Olaf Scholz wollte sie, alle Ministerpräsidenten auch, Karl Lauterbach sowieso – doch die allgemeine Impfpflicht ist am Donnerstag gescheitert. Chronologie eines politischen Debakels.
Da sitzt er nun auf seinem blauen Stuhl im Plenarsaal. Olaf Scholz schaut nach rechts, er schaut nach links, er schaut auf den Boden. Sein Gesicht zeigt keine Regung. Dabei geht es auch für ihn an diesem Donnerstagmorgen um sehr viel: Der Bundestag debattiert über die Impfpflicht.
Also über jenes Projekt, für das Scholz sich bereits vor Monaten ausgesprochen hat. Am Vormittag hat er extra seine Außenministerin Annalena Baerbock aus Brüssel zurückbeordert, damit sie in Berlin mit abstimmen kann. Der Kanzler braucht jede Stimme.

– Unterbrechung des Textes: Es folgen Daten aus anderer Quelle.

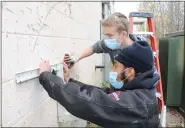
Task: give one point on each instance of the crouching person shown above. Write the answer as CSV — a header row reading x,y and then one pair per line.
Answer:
x,y
131,102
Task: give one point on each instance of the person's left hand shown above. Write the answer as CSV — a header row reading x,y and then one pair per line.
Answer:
x,y
44,66
66,71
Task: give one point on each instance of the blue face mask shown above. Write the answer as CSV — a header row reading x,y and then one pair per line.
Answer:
x,y
113,80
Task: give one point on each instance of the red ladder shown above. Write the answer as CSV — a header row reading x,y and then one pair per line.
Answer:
x,y
153,41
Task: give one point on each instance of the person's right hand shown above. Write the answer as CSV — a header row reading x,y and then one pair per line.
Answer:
x,y
66,72
69,60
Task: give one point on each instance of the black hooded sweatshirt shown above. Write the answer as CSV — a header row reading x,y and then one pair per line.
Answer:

Dabei geht es ja längst nicht mehr um eine allgemeine Impfpflicht ab 18 Jahren, wie Scholz sie ursprünglich wollte. Und Gesundheitsminister Karl Lauterbach. Und alle Ministerpräsidenten. Nein, die Frage ist nur noch, ob das Vorhaben irgendwie gerettet wird. Der Kompromiss lautet nun, dass eine Impfpflicht ab 60 Jahren eingeführt werden soll.
Es ist 12:42 Uhr, als Bundestagsvizepräsidentin Aydan Özoğuz das Ergebnis vorliest: 296 Ja-Stimmen, 378 Nein-Stimmen. Sie sagt: "Der Gesetzentwurf ist in zweiter Beratung abgelehnt. Damit entfällt nach unserer Geschäftsordnung die weitere Beratung."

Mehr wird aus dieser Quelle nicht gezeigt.